Sailfish_align_quant-0.9.2
The DE Quick Start tutorial provides an introduction to basic DE functionality and navigation.
Please work through the tutorial and add your comments on the bottom of this page. Or send comments per email to upendra@cyverse.org. Thank you.
Rationale and background:
Sailfish enables alignment-free isoform quantification from RNA-seq reads using lightweight algorithms. Nature Biotechnology (doi:10.1038/nbt.2862)
Rob Patro, Stephen M. Mount, and Carl Kingsford (2014)
Sailfish is a tool for transcript quantification from RNA-seq data. It requires a set of target transcripts (either from a reference or de-novo assembly) to quantify. All you need to run sailfish is a fasta file containing your reference transcripts and a (set of) fasta/fastq file(s) containing your reads. Sailfish runs in two phases; indexing and quantification. The indexing step is independent of the reads, and only needs to be run once for a particular set of reference transcripts and choice of k (the k-mer size). The quantification step, obviously, is specific to the set of RNA-seq reads and is thus run more frequently.

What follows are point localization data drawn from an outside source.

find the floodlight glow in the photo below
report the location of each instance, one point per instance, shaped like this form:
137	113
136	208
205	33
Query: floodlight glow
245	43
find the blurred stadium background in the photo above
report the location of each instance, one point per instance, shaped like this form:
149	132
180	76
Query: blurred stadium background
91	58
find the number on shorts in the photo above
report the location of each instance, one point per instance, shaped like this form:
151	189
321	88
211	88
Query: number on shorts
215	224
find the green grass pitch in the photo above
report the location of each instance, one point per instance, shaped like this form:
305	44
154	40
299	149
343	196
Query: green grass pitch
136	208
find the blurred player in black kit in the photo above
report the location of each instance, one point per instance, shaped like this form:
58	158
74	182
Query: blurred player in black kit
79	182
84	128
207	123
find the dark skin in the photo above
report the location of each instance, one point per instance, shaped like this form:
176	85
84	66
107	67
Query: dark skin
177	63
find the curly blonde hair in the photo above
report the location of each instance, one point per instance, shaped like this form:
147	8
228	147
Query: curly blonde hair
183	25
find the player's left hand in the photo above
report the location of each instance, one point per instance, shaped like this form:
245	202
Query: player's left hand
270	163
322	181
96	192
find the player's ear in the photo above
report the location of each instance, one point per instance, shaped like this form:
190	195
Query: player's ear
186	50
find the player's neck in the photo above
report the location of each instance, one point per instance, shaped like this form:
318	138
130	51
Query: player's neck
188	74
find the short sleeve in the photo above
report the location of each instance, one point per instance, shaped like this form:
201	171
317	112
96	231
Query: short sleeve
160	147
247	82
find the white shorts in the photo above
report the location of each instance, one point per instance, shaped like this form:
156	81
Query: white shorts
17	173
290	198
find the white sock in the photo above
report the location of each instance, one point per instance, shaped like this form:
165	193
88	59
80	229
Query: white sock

Pre-Requisites (for both versions 1.1b and 2.0)
A CyVerse account. (Register for an CyVerse account here - user.cyverse.org)
Mandatory arguments
Transcript file name (in fasta format)
FASTQ files (either SE or PE reads)
Fragment Library Type (specify the format of the library- more details(http://sailfish.readthedocs.io/en/master/library_type.html))
File type (Enter whether the library is paired end or single end )
Optional arguments
Number of bootstraps ( This option takes a positive integer that dictates the number of bootstrap samples to compute. The more samples computed, the better the estimates of varaiance, but the more computation (and time) required)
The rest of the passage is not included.